「シネマノート」  「Polymorphous Space」


リスボンに誘われて

最近見た映画でいちばん気を惹かれたのは、スイスのベルンの作家パスカル・メルシエの小説『リスボンへの夜行列車』(2004)を映画化した『リスボンに誘われて』だった。

ジェレミー・アイアンズが演じるので魅力のある老人になってしまうが、原作では頭の禿げた冴えない学者が主人公。むかしの学生だった女性が妻だったが、すでに別れている。そんな彼が、高校に講義にむかう途中、橋のうえで女性が川に飛び込もうとしているのを発見して助ける。

そこから彼女との出会いが始まるのではつまらないが、そうではない理由で彼は講義はそっちのけで、ベルンから長距離列車に乗ってリスボンまで行ってしまう。

その<発作性>はなかなかのものだが、原作と比較すると、彼の動きかたは、まさに発作的に見え、原作にある、いわば存在の底からつきうごかされてリスボンまで行ってしまい、そこである人物のことを調べ歩くという奥行きが希薄である。

しかし、フェルナンド・ペソアの内省と諦観に通じる雰囲気がただよっていて、惹きこまれる原作をどう映画化しているかを考えるのはわるくない。

そこで、この作品については、短期集中のブログ(以下は、最初ブログ形式で発表された)をつくり、思いつきをかきつらねてみようと思う。
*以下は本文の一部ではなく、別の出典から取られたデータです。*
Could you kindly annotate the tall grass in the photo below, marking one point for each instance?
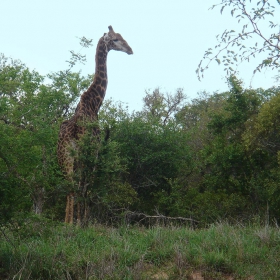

もう日暮れて途遠しだが、住むならリスボンしかないと思っている。リスボンで野垂れ死にというのもあるな。(粉川哲夫)


● (1) グレゴリウスとパスカル・メルシェ
date: 07/05/2014 02:51:39
NightTrainToLisbon.jpgびっしり本の詰まった書斎でひとりチェスをやる男のうしろ姿。立ち上がって、テーブルの反対側にすわり、黒の駒を動かす。ジェレミー・アイアンズであるが、彼の素顔からするとかなりダサいつくりになっている。とりわけメガネがこの人物を身なりには無関心で、自閉的なことにしか関心がないこの男をいかにものやりかたで見せる。すぐに朝のシーンになり、紅茶を飲もうとするが、テーバッグが切れており、ゴミ箱から使い捨てたテーバッグを拾って淹れる。バックで鳴るアネット・フォックス(Annette Focks)のピアノ曲は、感傷のなかに予兆とノスタルジアをひそませた響きで、つぎの展開を期待させる。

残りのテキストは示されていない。